The group has also tried to follow in the footsteps of Second City’s tradition of using “timely political, local and social issues” for laughs. Certainly, Chicago’s Second City was famous for drawing on the wealth of controversial local conflicts, and their players relished the opportunity to stun audiences with taboo topics.

And the news for Detroit social satirists should be good, since the Motor City is a fertile ground for regional conflicts ready to riff on. True to formula, the cast energetically pushes cultural hot-buttons to elicit laughter, ranging from sexism and racism to homicide and homosexuality. The players clearly have fun with it, seldom afraid to reach below the belt to garner an extra laugh.

But this is Detroit, not Chicago. In one sense, Second City Detroit is a long-standing, much-patronized smash hit, but it offers mixed results vis-a-vis Second City’s “rich comedy tradition.” After it opened in 1993, the theater was criticized for retooling pieces written for Chicago, and, though the Ilitches and the improvisers insisted that a local focus would develop, some critics harbored reservations that the group could tackle the job.

Far away from the bustle of Chicago, Second City Detroit is a mostly commuter company playing to a largely suburban audience, which makes for puzzling disconnects. It’s entertainment for those willing to shell out $15 to park their fuel-hogging SUV and then see rapacious consumerism skewered onstage. Like the parody of a Disney song in one skit, you have to know the brain-dead lyrics to some disposable Disney anthem in order to get the humor.
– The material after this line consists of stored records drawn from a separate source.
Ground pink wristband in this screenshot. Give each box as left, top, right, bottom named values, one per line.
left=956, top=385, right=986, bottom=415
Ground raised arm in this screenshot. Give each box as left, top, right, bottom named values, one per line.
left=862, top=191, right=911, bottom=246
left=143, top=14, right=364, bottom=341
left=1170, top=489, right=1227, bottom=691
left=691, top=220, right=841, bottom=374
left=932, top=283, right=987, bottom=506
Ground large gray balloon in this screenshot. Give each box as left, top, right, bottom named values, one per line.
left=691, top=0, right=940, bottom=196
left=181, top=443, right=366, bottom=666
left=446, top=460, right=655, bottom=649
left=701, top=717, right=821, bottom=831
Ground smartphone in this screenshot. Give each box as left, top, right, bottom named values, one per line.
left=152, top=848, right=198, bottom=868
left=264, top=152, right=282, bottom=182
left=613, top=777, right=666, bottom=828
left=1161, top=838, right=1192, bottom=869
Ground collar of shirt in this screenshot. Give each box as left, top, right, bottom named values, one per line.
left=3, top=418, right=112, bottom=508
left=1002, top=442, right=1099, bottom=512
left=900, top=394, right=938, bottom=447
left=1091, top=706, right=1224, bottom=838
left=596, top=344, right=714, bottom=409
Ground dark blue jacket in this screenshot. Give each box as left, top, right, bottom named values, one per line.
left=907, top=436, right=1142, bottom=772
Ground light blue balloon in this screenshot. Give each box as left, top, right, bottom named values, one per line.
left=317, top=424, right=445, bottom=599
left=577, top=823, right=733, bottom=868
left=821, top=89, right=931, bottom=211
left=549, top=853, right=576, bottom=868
And Second City sometimes plays to people who are gloatingly “part of the problem.” This gets in the way of robust social satire.
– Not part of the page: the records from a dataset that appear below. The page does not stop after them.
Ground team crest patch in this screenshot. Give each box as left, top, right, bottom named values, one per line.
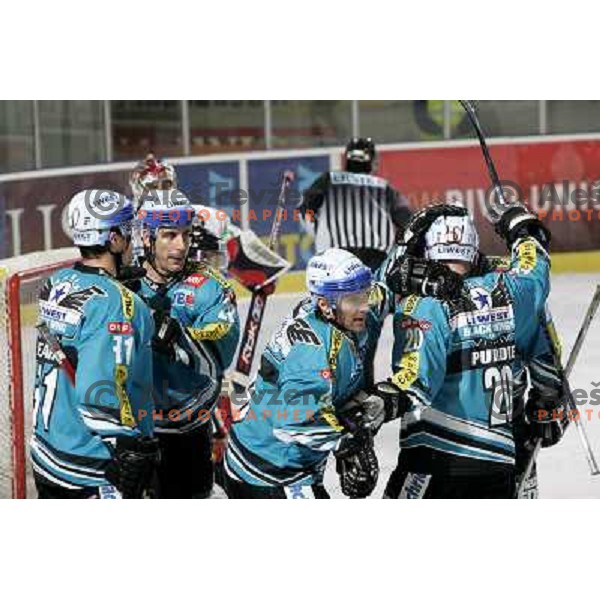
left=40, top=283, right=107, bottom=327
left=469, top=287, right=492, bottom=310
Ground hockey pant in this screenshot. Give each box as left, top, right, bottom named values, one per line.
left=223, top=471, right=330, bottom=499
left=153, top=422, right=214, bottom=499
left=384, top=447, right=516, bottom=499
Even when skits do focus on Detroit’s salient issues — racism and segregation — it can come off a bit ham-handed. One skit about a white couple from Rochester Hills eating soul food downtown devolves into cringing melodrama disguised as edgy relevance. Good satire doesn’t give you that sinking feeling that you’re enduring something that’s supposed to be nourishing for your soul — because you should be laughing too hard to notice.

That said, though, the audience will find plenty worth laughing over. The Second City does a good job of creating a world where idiotic cops blast away at hapless “suspects,” where big business PR-flacks are childlike buffoons, or where idiotic teens with arrested development act out their sexual issues on a CPR doll. And when the troupe brings guests onstage the discomfort level borders on schadenfreude.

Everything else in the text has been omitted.